Une telle approche interdisciplinaire de la complexité montre également que les sciences ne sont pas des mondes intellectuels séparés les uns des autres et de la réalité, mais plutôt qu’elles sont liées et orientées vers l’étude de la nature en tant que réalité unifiée, intelligible et harmonieuse dans sa complexité indubitable. Une telle vision possède des points de contact féconds avec la vision de l’univers adoptée par la philosophie et la théologie chrétiennes, avec sa notion d’être participant, dans laquelle chaque créature individuelle, dotée d’une perfection propre, partage également une nature spécifique et cela au sein d’un univers ordonné trouvant son origine dans la Parole créatrice de Dieu. C’est précisément cette organisation « logique » et « analogique » intrinsèque de la nature qui encourage la recherche scientifique et qui conduit l’esprit humain à découvrir la coparticipation horizontale entre les êtres et la participation transcendante de la part de l’Être Premier. L’univers n’est ni le chaos, ni le résultat du chaos, mais il apparaît toujours plus clairement comme une complexité ordonnée qui nous permet de nous élever à travers l’analyse comparative et l’analogie, de la spécialisation vers un point de vue plus universalisant et inversement. Si les tout premiers moments de l’univers et de la vie échappent encore à l’observation scientifique, la science se trouve toutefois à réfléchir sur un vaste ensemble de processus qui révèlent un ordre de constantes et de correspondances évidentes et sert de composante essentielle de la création permanente.
C’est dans ce contexte plus vaste que je voudrais souligner combien l’utilisation de l’analogie s’est révélée fructueuse pour la philosophie et la théologie, pas simplement comme instrument d’analyse horizontale des réalités de la nature, mais également comme encouragement à la pensée créative sur un niveau transcendant plus élevé.
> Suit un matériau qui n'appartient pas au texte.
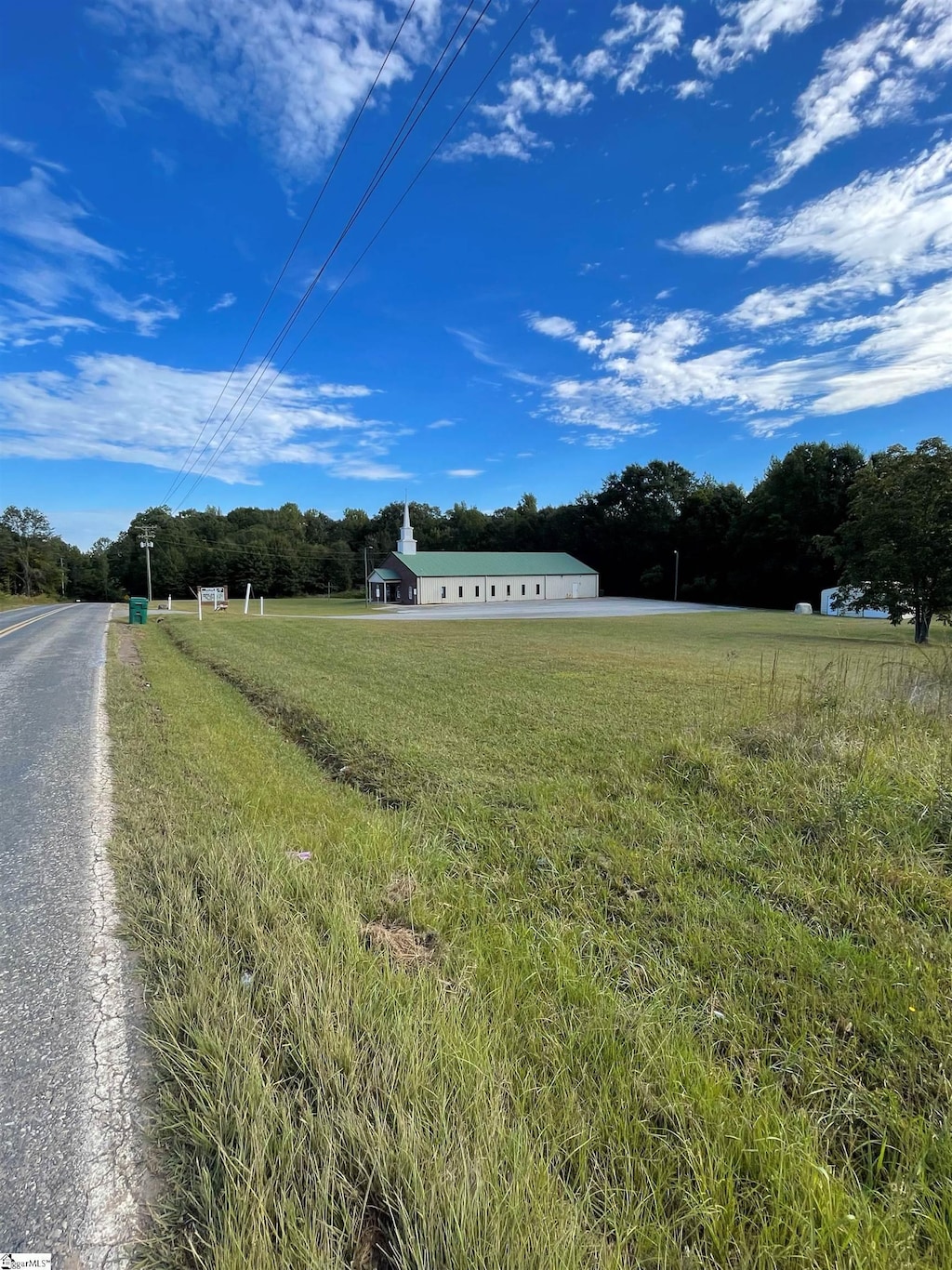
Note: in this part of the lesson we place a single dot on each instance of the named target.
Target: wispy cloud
(879, 232)
(49, 259)
(480, 350)
(542, 83)
(291, 72)
(28, 152)
(126, 409)
(874, 79)
(882, 232)
(750, 28)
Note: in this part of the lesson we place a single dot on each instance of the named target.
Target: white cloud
(146, 312)
(542, 83)
(83, 526)
(641, 370)
(560, 328)
(868, 82)
(35, 215)
(909, 353)
(344, 390)
(28, 152)
(126, 409)
(874, 332)
(879, 232)
(750, 30)
(648, 33)
(767, 429)
(48, 259)
(292, 72)
(735, 236)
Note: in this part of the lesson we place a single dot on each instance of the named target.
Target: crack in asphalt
(73, 1162)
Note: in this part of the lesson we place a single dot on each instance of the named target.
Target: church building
(412, 576)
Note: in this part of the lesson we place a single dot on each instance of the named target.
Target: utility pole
(146, 541)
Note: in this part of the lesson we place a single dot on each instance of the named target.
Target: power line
(340, 152)
(396, 145)
(239, 422)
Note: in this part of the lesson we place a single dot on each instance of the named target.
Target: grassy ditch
(628, 946)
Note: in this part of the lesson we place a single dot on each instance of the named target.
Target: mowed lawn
(619, 943)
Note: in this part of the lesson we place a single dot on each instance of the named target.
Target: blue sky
(701, 232)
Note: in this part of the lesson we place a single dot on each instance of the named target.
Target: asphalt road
(70, 1162)
(605, 607)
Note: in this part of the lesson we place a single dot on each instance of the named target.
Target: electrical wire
(316, 204)
(239, 423)
(402, 136)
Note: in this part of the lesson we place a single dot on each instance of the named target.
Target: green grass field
(301, 606)
(7, 601)
(621, 943)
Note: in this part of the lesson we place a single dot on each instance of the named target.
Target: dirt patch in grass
(402, 889)
(127, 648)
(367, 771)
(374, 1249)
(407, 949)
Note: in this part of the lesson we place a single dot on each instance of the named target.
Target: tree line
(817, 517)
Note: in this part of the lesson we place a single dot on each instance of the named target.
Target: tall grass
(685, 915)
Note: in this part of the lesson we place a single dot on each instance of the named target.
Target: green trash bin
(139, 611)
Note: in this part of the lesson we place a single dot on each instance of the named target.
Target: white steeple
(406, 545)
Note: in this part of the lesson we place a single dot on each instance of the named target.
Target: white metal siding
(551, 587)
(430, 590)
(559, 586)
(516, 586)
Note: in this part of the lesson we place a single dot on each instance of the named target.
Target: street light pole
(146, 541)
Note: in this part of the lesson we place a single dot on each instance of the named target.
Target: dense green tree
(895, 548)
(771, 548)
(782, 538)
(707, 516)
(30, 545)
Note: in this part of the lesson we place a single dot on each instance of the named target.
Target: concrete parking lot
(608, 607)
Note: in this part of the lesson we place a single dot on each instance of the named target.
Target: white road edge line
(112, 1151)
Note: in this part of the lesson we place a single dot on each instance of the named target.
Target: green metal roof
(479, 564)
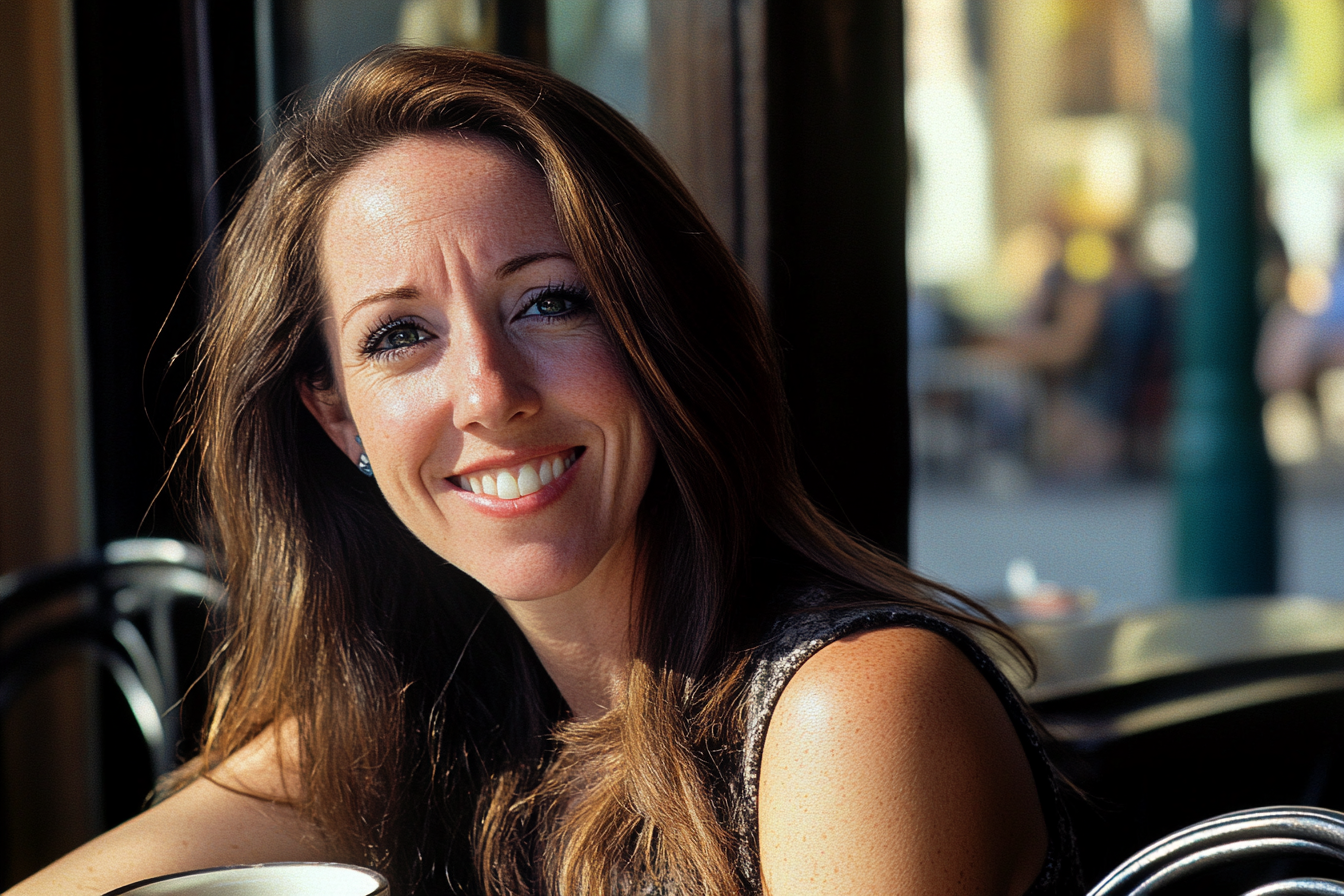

Précisément en raison de la notion de création, la pensée chrétienne a employé l’analogie non seulement pour la recherche sur les réalités terrestres, mais également comme moyen de s’élever de l’ordre créé à la contemplation de son Créateur, avec le respect dû pour le principe selon lequel la transcendance de Dieu implique que toute similarité avec ses créatures comporte nécessairement une plus grande dissimilitude : tandis que la structure de la créature est celle d’être un être par participation, celle de Dieu est d’être un être par essence, ou Esse subsistens. Dans la grande entreprise humaine de chercher à dévoiler les mystères de l’homme et de l’univers, je suis convaincu du besoin urgent d’un dialogue constant et d’une coopération entre les mondes de la science et de la foi pour édifier une culture du respect de l’homme, pour la dignité et pour la liberté humaine, pour l’avenir de notre famille humaine et pour le développement durable à long terme de notre planète. Sans cette interaction nécessaire, les grandes questions de l’humanité quittent le domaine de la raison et de la vérité, et sont abandonnées à l’irrationnel, au mythe, ou à l’indifférence, au grand détriment de l’humanité elle-même, de la paix dans le monde et de notre destin ultime.
Chers amis, tandis que je conclus ces réflexions, je voudrais attirer votre attention sur l’Année de la foi que l’Église célèbre en commémoration du cinquantième anniversaire du Concile Vatican II. En vous remerciant pour la contribution spécifique au renforcement des relations entre raison et foi, je vous assure de mon profond intérêt pour vos activités et de mes prières pour vous et pour vos familles. J’invoque sur vous tous d’abondantes Bénédictions de sagesse, de joie et de paix de Dieu tout-puissant.